Existing home sales, as reported by the National Association of Realtors (NAR), fell for the second straight month in April as the coronavirus pandemic shut down much of the country’s economic activity and hit the labor market.

Total existing home sales, which includes single-family homes, townhomes, condominiums and co-ops, dropped 17.8% to a seasonally adjusted annual rate (SAAR) of 4.33 million in April, the lowest level since July 2010. The April decline was also the largest monthly decline since July 2010. Sales were 17.2% lower than a year ago.

The first-time buyer share rose to 36% in April from 34% last month and 32% a year ago. The April inventory level decreased to 1.47 million units from 1.49 million units in March and from 1.83 million units a year ago.

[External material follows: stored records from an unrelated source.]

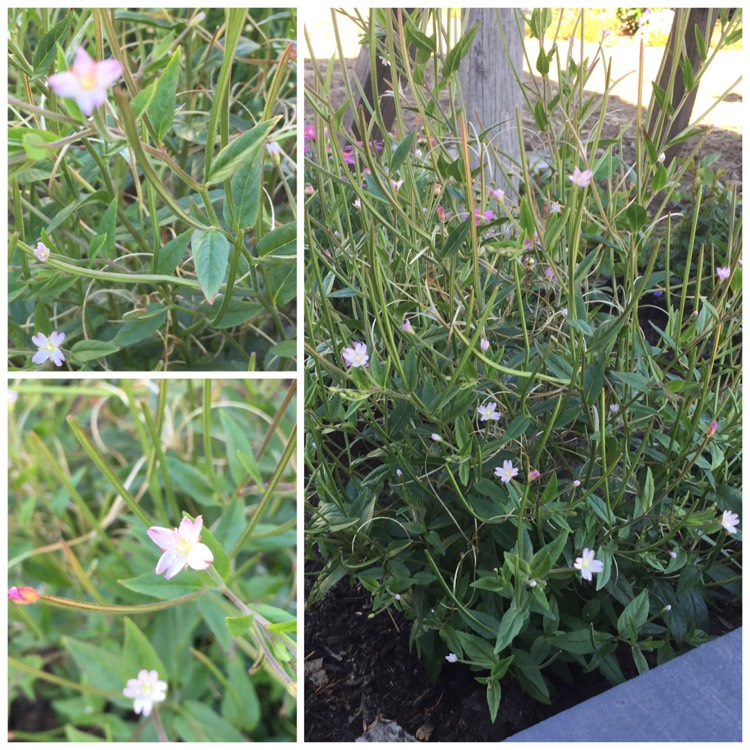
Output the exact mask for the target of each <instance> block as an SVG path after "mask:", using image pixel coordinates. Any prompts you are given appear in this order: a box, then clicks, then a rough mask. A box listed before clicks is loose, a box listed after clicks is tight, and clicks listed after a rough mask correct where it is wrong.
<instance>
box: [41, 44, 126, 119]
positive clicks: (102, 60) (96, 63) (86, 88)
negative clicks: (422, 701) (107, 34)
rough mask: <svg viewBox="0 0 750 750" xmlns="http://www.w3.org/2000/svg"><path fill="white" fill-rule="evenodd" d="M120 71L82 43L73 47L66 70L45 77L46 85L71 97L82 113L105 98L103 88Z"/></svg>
mask: <svg viewBox="0 0 750 750" xmlns="http://www.w3.org/2000/svg"><path fill="white" fill-rule="evenodd" d="M121 75H122V65H120V63H119V62H118V61H117V60H115V59H114V58H110V59H109V60H102V61H101V62H97V61H96V60H93V59H92V58H91V57H90V55H89V53H88V52H86V50H85V49H84V48H83V47H79V48H78V49H77V50H76V59H75V62H74V63H73V65H72V66H71V68H70V70H66V71H65V72H63V73H55V74H54V75H51V76H50V77H49V79H48V81H47V82H48V83H49V86H50V88H51V89H52V90H53V91H54V92H55V93H56V94H57V95H58V96H62V97H65V98H66V99H75V100H76V104H77V105H78V106H79V107H80V109H81V112H83V114H84V115H86V117H89V116H90V115H91V113H92V112H93V111H94V110H95V109H96V108H97V107H99V106H101V105H102V104H104V102H105V101H107V89H108V88H109V87H110V86H112V85H113V84H114V82H115V81H116V80H117V79H118V78H119V77H120V76H121Z"/></svg>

At the current sales rate, the April unsold inventory represents a 4.1-month supply, up from 3.4 months in March but down from a 4.2 months a year ago.

Homes stayed on the market for an average of 27 days in April, down from 29 days last month but up from 24 days a year ago. In April, 56% of homes sold were on the market for less than a month.

All-cash sales accounted for 15% of transactions in April, down from 19% last month and 20% a year ago.

Despite the steep monthly decline in sales, home prices remained strong. The April median sales price of all existing homes was $286,800, up 7.4% from a year ago, representing the 98th consecutive month of year-over-year increases. The median existing condominium/co-op price of $267,200 in April was up 7.1% from a year ago.

All regions saw a double-digit decline in existing home sales over the month, ranging from 12.0% in the Midwest to 25.0% in the West. On a year-over-year basis, sales declined in all four regions as well, with the West seeing the greatest drop (27.0%). However, median home prices grew from a year ago in each region.

This month’s decline is not surprising as most states began shutting down economies in mid-March, which temporarily disrupted home sales. However, builder confidence increased seven points to 37 in May, indicating that the housing market is stabilizing and gradually moving forward in the wake of the coronavirus pandemic.

Meanwhile, mortgage rates are expected to remain at record low for the rest of year, which helps sustain demand and entice homebuyers, but more listings and home construction are needed to meet the rising demand.